All this land was appropriated and then redistributed by the central government under its policy of industrialization. It was transferred to state-run enterprises and business agencies under the Ministry of Economic Affairs at low prices and with low taxes to lay the foundations for the nation's economic development. This land includes Kaohsiung Harbor, large industrial parks, state-run enterprises in the city center and large military installations.
The central government directly controls what is built on this land and how it is used. The local government has very little say in the matter. Long-standing criticism that Kaohsiung's lack of sovereignty and overdependence on the central government has made it a "colony" of the politicians in Taipei, or that Kaohsiung is an economic outpost for the central government because it lacks an autonomous economic policy, are not unfounded.
More often that not, the land the central government takes for its business agencies and state enterprises was not given voluntarily by the Kaohsiung City Government.
For example, in 1947, despite resistance from the Kaohsiung City Council, operation of the Kaohsiung Harbor was entrusted to the central government under the pretext that the local government was incapable of managing international shipping operations.
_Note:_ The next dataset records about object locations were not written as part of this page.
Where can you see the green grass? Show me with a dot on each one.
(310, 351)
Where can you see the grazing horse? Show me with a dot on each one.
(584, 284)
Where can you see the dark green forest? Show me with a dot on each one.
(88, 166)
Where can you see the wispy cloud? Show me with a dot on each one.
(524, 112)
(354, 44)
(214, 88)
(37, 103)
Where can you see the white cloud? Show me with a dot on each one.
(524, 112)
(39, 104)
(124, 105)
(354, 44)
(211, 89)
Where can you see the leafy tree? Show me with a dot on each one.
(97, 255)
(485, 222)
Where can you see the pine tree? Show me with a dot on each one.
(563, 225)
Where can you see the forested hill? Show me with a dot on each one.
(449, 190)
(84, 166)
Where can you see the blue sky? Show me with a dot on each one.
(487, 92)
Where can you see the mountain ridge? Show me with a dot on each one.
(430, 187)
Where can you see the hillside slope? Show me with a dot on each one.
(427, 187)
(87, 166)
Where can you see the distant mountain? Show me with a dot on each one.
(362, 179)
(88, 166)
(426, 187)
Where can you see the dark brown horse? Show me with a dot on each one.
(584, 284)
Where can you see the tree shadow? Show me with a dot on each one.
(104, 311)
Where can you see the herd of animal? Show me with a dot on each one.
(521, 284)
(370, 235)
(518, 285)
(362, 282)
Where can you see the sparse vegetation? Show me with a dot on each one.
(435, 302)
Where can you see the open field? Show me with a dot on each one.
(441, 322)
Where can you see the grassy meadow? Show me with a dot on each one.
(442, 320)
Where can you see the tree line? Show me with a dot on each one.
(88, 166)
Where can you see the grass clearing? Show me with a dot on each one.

The harbor thus became an agency under the central government to support its economic and trade policies. It was a virtually autonomous commercial port, whose development was completely separate from that of the city.
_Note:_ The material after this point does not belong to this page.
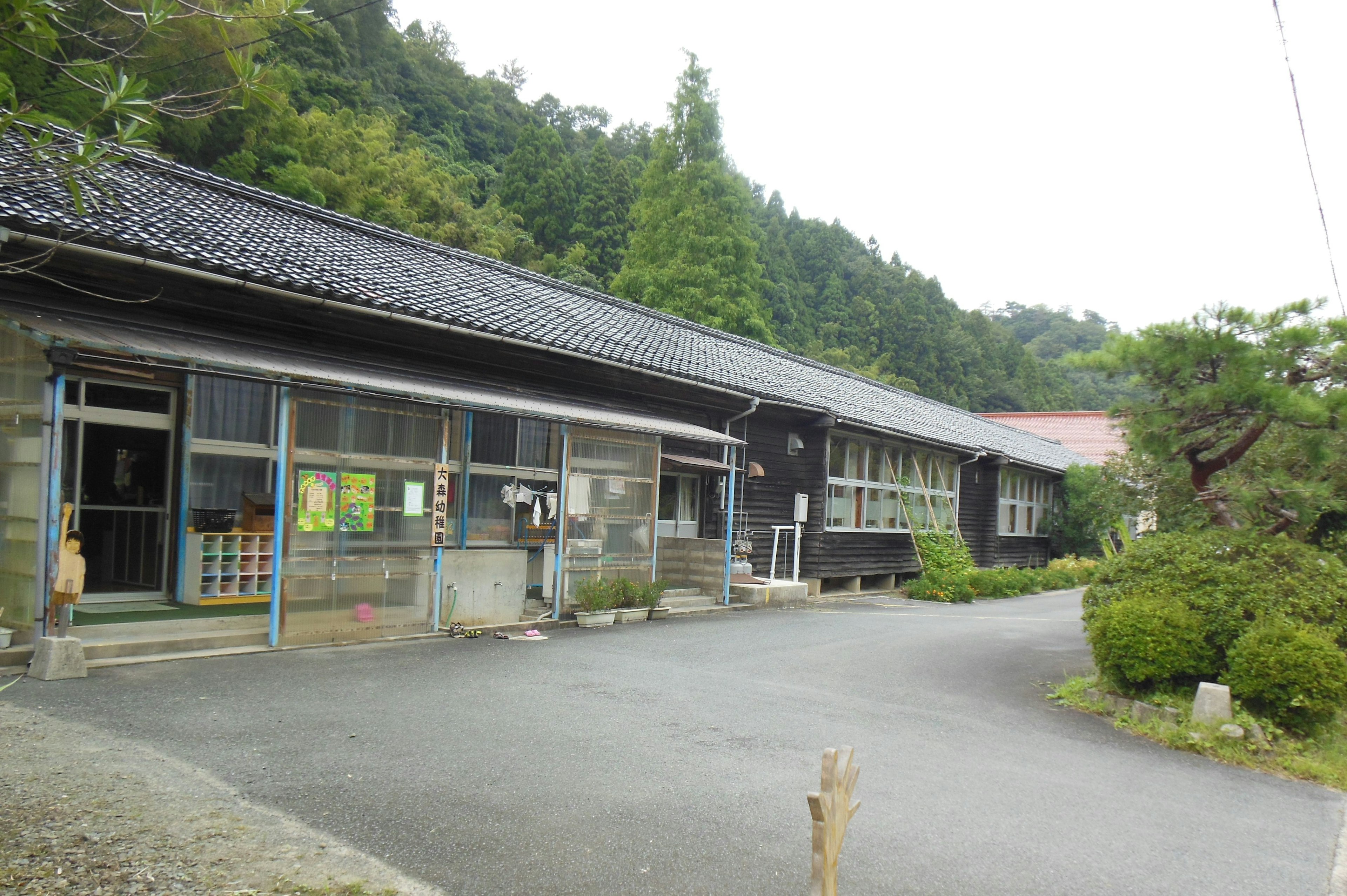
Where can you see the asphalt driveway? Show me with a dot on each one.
(674, 758)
It is hard to determine what positive contributions the harbor has made to Kaohsiung. Its supporters might say it brought employment opportunities -- dock workers, customs officials and shipping companies. But with Taipei actually serving as the hub for the majority of the nation's international shipping, it is debatable whether Kaohsiung Harbor has helped develop the southern city's industries or create tax revenues.
Bottom line is that Kaohsiung did not benefit greatly from the plan, and instead had to bear the negative consequences of being a shipping, transshipment and industrial city.
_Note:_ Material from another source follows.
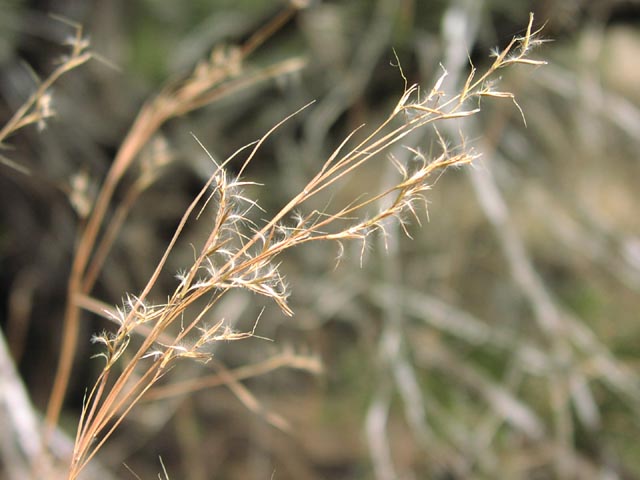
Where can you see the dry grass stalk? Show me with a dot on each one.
(220, 75)
(240, 254)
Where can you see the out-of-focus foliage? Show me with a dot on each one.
(499, 342)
With the rise in international competition, Kaohsiung Harbor's fortunes have also dwindled. As global container shipping expanded with the explosion in international trade, efforts to make Kaohsiung Harbor more efficient and competitive required expansion of its shipping container areas. However, that did not stop Kaohsiung Harbor from its downward slide in global ranking. Its loss of competitiveness in bulk shipping prompted the Kaohsiung Harbor Bureau to draw up a plan 10 years ago to transform it into a recreation and tourism area. Once again, this plan was clearly aimed at Kaohsiung Harbor -- not Kaohsiung City.